Zihao Xu ’18 spent much of the winter break on the streets of his hometown, Chengdu, China, camera in his hand, searching for what he calls “the decisive moment,” that is, a moment that nearly begs to be preserved. Over the course of three weeks, he captured hundreds of them: a group of old friends quietly huddled around a small table in a smoky room, not seeming to be speaking but communicating nonetheless; a shirtless man in a cowboy hat riding his bike along a winding road; a teenager wearing a sweatshirt that read: “I Need Money.” Xu named these moments – respectively – Conference Room, Pedal Driven and Contemporary Values.
They are among the 29 photos Xu included in an exhibit of his work titled Through the Glass at the W. Carroll Coyne Center for the Performing Arts. The communications major initially conceived of the show as a virtual tour through Chengdu, a city of approximately 10 million people that has become a vibrant global hub blending history and modernity. However, as he worked on the project, it took on a new meaning. His images evolved into a story about life, space, time and how people relate to one another.
“I enjoy the sense of making photos that capture a candid moment,” he said. “I capture people in their natural environments because I want to preserve a moment in time.”
As a student on the Heights, Xu studied photography with David Moore and Dan Roche. Both stressed that pictures are a compact yet meaningful way to tell a story. That was particularly appealing to Xu, who arrived in the United States in 2014 speaking little English and who wanted another way to connect to other members of the Le Moyne community. Moore urged Xu to share photos of his home that reflect the distinct way he sees the world.

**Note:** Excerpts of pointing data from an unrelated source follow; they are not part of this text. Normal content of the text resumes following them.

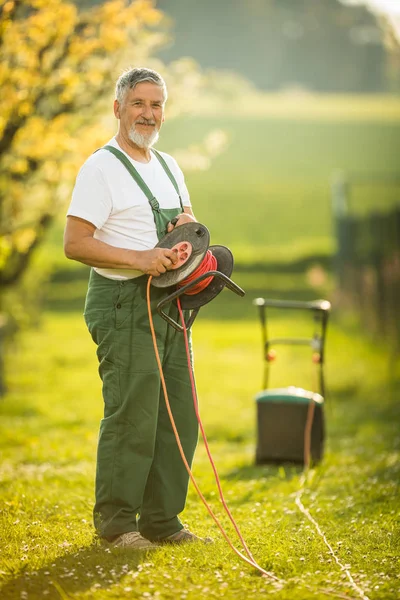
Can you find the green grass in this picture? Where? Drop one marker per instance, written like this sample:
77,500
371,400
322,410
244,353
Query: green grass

Roche taught him that a collection of photos can build a narrative.
“Zihao is an especially talented photographer, not only in being able to create powerful individual images, but even more impressively in being able to create a sizable body of work that has the cohesion and depth needed for an exhibition,” Roche said. “Such an ambitious undertaking requires extraordinary energy, patience, and vision – all qualities Zihao has in abundance.”

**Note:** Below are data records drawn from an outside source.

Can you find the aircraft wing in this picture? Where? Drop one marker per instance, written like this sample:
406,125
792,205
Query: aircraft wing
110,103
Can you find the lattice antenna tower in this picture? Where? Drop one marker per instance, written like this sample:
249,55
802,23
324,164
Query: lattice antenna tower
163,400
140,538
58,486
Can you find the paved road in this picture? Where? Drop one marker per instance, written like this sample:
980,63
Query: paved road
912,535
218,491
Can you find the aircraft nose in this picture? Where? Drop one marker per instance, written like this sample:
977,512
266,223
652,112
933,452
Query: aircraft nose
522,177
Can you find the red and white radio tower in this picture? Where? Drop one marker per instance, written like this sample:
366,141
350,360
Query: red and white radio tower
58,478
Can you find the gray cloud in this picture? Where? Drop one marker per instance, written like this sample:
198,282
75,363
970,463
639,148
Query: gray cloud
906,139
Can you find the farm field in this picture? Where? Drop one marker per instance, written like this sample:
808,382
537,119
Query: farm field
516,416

Xu draws inspiration for his work from photographers Alex Webb and Fan Ho, and admires their ability to layer their work, fill their frames and find the light in each of their shots. He is also enjoying finding his own style, though, and capturing moments that resonate emotionally with viewers. While Xu does not expect that photography will be part of his professional life, he does not imagine he will ever stop taking photos. Before his show at Le Moyne, his work was exhibited several times in China. He is in the midst of planning another show in New York City.
“I hope people who see my work are inspired to get out there and find and share their own stories,” he said.